Regardless of religious foundations, Hawkins said that he believes the spiritual life of a family is essential in weaving the lives of two people into one. “There needs to be a firm understanding,” he said. “That doesn’t mean you have to have the same beliefs. I think you have to recognize life together requires compromise, and you have to want your partner to be happy.”
“I need to place her happiness above my happiness, and I guess there is an old saying that ‘If Mama’s not happy, nobody is happy.’ I guess that’s true. It takes compromise. It takes understanding and in the essence of love, sacrifice.”
But Hawkins does not see his wife just as his life partner; he sees her as an essential component of the college community, who works behind the scenes to help improve Troy. He credits the visual beauty of Troy’s campus to her focus on the uniformity of the appearance of this university. He said that it was her vision and high expectations to make Troy’s campus look just as good as any other top institution in the state.
“There was a cute story from years ago, shortly after we came,” he said. “She actually was in the flower bed out in the corner of George Wallace Drive and University Avenue with the maintenance men who were taking care of the landscape.
“And I had a call from a little lady in the community, and she said ‘Dr. Hawkins, did you know that your wife is working with the maintenance men out in the flower beds, in the corner?’ I said ‘No ma’am, but that’s great.’ She never called me again.”
Hawkins said that her contributions to teaching etiquette classes and creating a university cookbook are some other inputs he highly values. Additionally, her insight and wise counsel have also been significant in helping Hawkins perform his duties as the head of the university, even in becoming the chancellor.
“To begin with, it was her interest in the blind that influenced my interest in the blind,” he said. Hawkins served as the president of the Alabama Institute for Deaf and Blind, and it was during his tenure there that he met the Board of Trustees of Troy, who later asked him to come here.
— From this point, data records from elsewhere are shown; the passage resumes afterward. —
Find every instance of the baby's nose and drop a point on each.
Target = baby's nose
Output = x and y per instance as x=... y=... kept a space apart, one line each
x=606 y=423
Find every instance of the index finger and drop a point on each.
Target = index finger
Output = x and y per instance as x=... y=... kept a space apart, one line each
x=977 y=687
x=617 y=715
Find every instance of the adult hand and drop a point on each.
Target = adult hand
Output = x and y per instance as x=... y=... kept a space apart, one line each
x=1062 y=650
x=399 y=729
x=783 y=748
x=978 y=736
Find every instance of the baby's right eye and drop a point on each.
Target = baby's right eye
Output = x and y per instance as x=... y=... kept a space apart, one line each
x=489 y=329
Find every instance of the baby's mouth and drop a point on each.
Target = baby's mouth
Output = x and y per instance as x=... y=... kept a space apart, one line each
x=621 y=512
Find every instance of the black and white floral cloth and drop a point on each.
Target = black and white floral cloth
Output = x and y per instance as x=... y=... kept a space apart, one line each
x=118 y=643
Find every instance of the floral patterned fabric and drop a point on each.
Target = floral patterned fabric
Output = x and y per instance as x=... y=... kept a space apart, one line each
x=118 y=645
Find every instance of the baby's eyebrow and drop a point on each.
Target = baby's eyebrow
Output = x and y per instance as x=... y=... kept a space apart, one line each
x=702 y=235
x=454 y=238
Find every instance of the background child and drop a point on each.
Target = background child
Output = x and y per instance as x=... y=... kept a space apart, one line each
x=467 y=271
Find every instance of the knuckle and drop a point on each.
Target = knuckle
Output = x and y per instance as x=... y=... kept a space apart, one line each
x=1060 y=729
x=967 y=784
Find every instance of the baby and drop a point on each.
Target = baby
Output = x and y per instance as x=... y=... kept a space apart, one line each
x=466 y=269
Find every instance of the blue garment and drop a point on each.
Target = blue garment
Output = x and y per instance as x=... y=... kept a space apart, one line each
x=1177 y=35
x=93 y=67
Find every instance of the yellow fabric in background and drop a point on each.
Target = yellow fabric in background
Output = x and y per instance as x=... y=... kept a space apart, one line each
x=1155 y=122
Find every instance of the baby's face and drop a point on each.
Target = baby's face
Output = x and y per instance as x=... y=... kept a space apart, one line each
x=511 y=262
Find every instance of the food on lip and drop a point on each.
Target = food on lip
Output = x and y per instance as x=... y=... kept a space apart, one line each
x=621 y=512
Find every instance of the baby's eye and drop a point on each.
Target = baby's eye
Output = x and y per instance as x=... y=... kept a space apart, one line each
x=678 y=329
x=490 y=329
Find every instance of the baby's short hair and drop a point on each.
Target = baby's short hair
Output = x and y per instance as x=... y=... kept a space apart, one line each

Despite being the chancellor, Hawkins said that his wife probably thinks he is the most naïve man she knows. He said that while he willingly trusts people, his wife is more cautious and she can see things that he easily does not; together, they are able to discern the facts of the matter.
“And I think we’ve certainly been stronger as a team as opposed to me trying to do this in isolation,” he said. “So she has been a great partner.”
Hawkins said that when he served alongside the Korean Marines in Vietnam, they often talked to him about how Americans get married too early. He said that this made a lot of sense to him, and he thinks that as Americans, it is something the youths must ponder before saying, “I do.”
“Wait, because you need to be mature emotionally,” he said. “You need to be fairly independent, and you need to have a strong financial base. Many people in America, they marry young and they marry for love, which is the right reason, but marriage is a complex institution.” Hawkins was 32 when he got married.
“Too many young people today think that if I don’t get married immediately after college, I many not get married, which is not true at all,” he said. “Life is a long time. I think patience is a virtue and patience will contribute to a successful marriage.”
Hawkins said that although he thinks of himself as a romantic, his wife probably does not think so. “She’d say I could be more so,” he said. “I may not be a romantic in expression, but I am at heart.”
The romantic-at-heart chancellor will not be able to spend Valentine’s Day with his wife, as she is currently in Japan with their elder daughter and her family. Nonetheless, he is sending a gesture of love to her.
“I just mailed my Valentine’s card this morning,” he said. “I hope the mail flies on time. I couldn’t be there to take her to dinner, so I sent her a check so that she can take my son-in-law and daughter to dinner.”